Page MenuHomePhabricator

mwscript-k8s purgeList does not reliably purge cached URLs
Closed, DuplicatePublic

Description

In T387125 I tried to run the purgeList maintenance script using mwscript-k8s, but still got cached logo files afterwards. Only purgeList in legacy mwscript seemed to work (unless the logo just fixed itself coincidentally around the same time). See the SAL messages for the exact commands.

We need purgeList to work reliably (/static/ files are cached for up to a year otherwise), so IMHO this is a blocker for decommissioning the bare-metal maintenance script host.

Event Timeline

Speculation: something in our network blocks the purge request that MediaWiki sends to the cache servers? And/or the cache servers aren’t configured to trust these commands from the mw-on-k8s network?

RLazarus subscribed.

purgeList from mwscript-k8s has worked previously, so my instinct is this is an intermittent problem rather than any of the possible "we just forgot to set this up" situations.

In the serviceops meeting this morning we speculated the cause might be the Envoy sidecar isn't ready yet when the maintenance script starts trying to talk to it. And indeed, purgeList happily declares itself finished 170 ms before Envoy starts listening for requests:

rzl@deploy2002:~$ kubectl logs --timestamps mw-script.codfw.8vzjxdim-69b4x mediawiki-8vzjxdim-app
2025-02-24T14:51:00.355629443Z Purging 5 urls
2025-02-24T14:51:00.390015622Z Done!

rzl@deploy2002:~$ kubectl logs --timestamps mw-script.codfw.8vzjxdim-69b4x mediawiki-8vzjxdim-tls-proxy
[...]
2025-02-24T14:51:00.561167933Z [2025-02-24 14:51:00.561][1][info][main] [source/server/server.cc:897] starting main dispatch loop

So this has worked in the past, when we got lucky with the startup order, and failed today, when we got unlucky with it.
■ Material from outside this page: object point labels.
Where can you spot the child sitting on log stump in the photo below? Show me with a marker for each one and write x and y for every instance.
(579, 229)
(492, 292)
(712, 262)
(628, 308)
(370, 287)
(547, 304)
We should arrange for the app container to start only when the tls-proxy container goes ready. (This will necessarily make maintenance script startup a few hundred milliseconds slower, but it means when outgoing requests are fired off at the very beginning, they'll work consistently.)

But purgeList's behavior also surprises me here -- the purge requests can't possibly have succeeded. I don't remember exactly what you'd get from Envoy at that point in its startup, either a 5xx or hopefully a "connection refused" but certainly some kind of error. Does purgeList not look at the response?